At first glance, it may seem as though the primary reason for the decline in performance is related to injuries, as many of the key players who fueled the success of last season have missed multiple weeks. However, the 49ers found success on the road; they won five of the eight games they played as the visiting team, which implies that the team itself still would have been capable of playing well. Instead, a lack of home field advantage has plagued San Francisco.

Santa Clara County guidelines prohibited fans from attending any of the home games. A Harvard study has revealed thatfor every 1,000 people in attendance, the home team’s scoring advantage increases by 1%. The coronavirus restrictions essentially eliminated any home field advantage the 49ers would have had.

One team that appears statistically unaffected by coronavirus restrictions is the Cleveland Browns. At 40%, the Browns’ home field record since 2003 is second to last in the league. This year, however, Brown’s FirstEnergy Stadium held games at only 18% capacity. While the decrease in fan attendance would seem negative at first glance, the Browns performed better and even clinched their first playoff appearance since 2002, ending the NFL’s longest postseason drought. Led by first-year coach Kevin Stefanski, the Browns have gone an impressive 6-2 at home and 5-3 on the road, a notable increase from 4-4 at home and 2-6 on the road in 2019.

Although the Browns improved this past year and had the fourth easiest strength of schedule coming into the 2020 season, the Browns were evidently one of the sole beneficiaries of the coronavirus. First and foremost, because the Browns had one of the least stringent coronavirus restrictions, the Browns had an edge over the many teams that could not host fans at all. In addition, perhaps the lack of home field advantage at other stadiums helped the Browns win. On the road, the Browns scored 10.6 more points than expected compared to 9.3 points more than expected at home. Thus, although the Browns played better than projected, they performed even better during away games where the traditional effects of home field advantage were nullified. 

Although we can see how home field advantage with fans can affect professional teams, fans and home field advantage also plays into high school sports. Trisha Razdan (‘21), a senior on the volleyball team, feels that home field advantage is something she looks forward to when competing.

“Home field advantage gets me hyped up for sure. I love our gym and it’s the gym we practice in so it’s easy to bring the hype from practice into games,” Razdan said.

Having fans in attendance can directly impact how well the athletes compete. Former Paly basketball player Ryan Purpur (‘20) believes that having fans in attendance contributes to the performance of players.

“Playing with no fans this year will be extremely tough for the players. I know that a lot of my energy during games came from the fans. The loud chants and cheers give you a boost of adrenaline like no other,” Purpur said. 

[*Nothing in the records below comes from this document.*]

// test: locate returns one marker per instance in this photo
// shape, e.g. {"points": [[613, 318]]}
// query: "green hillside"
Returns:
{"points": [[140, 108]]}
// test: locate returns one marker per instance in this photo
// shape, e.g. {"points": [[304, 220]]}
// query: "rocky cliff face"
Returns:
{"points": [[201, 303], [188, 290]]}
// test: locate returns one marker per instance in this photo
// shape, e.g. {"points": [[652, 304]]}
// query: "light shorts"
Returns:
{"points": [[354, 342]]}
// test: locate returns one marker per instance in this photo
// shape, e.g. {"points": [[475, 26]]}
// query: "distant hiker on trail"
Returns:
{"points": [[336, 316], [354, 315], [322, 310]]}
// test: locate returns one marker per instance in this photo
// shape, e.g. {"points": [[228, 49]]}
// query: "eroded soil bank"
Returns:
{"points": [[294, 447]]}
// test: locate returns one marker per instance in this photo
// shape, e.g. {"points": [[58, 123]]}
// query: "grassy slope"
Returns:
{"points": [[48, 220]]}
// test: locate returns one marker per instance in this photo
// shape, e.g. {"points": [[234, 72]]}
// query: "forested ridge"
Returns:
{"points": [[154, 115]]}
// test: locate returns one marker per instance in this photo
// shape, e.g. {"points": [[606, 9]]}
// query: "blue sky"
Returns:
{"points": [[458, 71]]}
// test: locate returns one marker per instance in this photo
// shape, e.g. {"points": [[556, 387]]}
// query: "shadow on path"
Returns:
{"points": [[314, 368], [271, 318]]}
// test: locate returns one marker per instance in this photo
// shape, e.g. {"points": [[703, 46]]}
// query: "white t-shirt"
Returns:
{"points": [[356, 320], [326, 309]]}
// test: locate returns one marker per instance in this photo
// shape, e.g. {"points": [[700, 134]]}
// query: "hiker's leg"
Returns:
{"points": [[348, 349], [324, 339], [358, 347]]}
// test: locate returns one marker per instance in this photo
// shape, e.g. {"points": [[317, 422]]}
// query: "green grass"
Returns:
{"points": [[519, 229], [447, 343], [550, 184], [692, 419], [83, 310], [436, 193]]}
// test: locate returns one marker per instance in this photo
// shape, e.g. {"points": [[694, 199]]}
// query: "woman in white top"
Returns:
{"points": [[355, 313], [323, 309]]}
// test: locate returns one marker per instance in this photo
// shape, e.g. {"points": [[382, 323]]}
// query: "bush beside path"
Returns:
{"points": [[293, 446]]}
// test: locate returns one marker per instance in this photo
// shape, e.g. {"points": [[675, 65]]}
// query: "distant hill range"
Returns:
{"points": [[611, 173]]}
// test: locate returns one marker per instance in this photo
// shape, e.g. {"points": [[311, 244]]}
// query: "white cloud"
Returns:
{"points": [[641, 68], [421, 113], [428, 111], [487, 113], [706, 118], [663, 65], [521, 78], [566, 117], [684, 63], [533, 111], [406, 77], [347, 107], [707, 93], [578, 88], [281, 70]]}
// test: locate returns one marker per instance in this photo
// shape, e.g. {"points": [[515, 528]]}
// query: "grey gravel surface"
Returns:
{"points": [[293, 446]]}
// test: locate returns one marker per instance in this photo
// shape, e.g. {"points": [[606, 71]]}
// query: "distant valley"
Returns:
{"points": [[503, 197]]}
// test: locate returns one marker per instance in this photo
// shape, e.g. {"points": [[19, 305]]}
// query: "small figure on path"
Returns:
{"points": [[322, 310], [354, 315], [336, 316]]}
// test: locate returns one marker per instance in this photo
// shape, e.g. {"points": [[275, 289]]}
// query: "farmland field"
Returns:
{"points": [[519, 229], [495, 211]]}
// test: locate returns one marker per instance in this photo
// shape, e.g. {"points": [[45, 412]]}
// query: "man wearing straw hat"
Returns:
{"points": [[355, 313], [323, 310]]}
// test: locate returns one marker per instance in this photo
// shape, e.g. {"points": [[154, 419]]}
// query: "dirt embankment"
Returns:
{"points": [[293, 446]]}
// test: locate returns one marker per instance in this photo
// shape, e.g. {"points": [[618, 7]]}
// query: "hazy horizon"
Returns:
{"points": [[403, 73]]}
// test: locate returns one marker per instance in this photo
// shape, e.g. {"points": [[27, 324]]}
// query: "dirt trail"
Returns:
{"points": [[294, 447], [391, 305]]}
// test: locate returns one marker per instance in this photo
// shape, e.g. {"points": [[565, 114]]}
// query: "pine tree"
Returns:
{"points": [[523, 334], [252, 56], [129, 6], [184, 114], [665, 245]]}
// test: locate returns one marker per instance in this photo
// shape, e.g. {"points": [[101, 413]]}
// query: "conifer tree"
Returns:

The lack of fans is seen to have an impact on many athletes, but some sports may be less affected by the change because of the already limited student attendance in the past. Senior pitcher for the Paly baseball team, Ryan Harvey (‘21), thinks that no fans in attendance will not affect the performance of the baseball team.

“Baseball doesn’t have student fans to start so the lower attendance will not really impact the atmosphere at baseball games,” Harvey said.

In many sports, both professional and at the high school level, home field advantage plays a significant role in a team’s success. Many teams, including the 49ers, have suffered from playing in empty stadiums. Others, like the Browns, have interestingly improved during COVID. Ultimately, the energy the fans bring can change the outcome of games and is one of the reasons athletes love playing their sports. Although many teams will see their home field advantage diminished due to the ongoing pandemic, hopefully the thrill of playing with fans will return soon.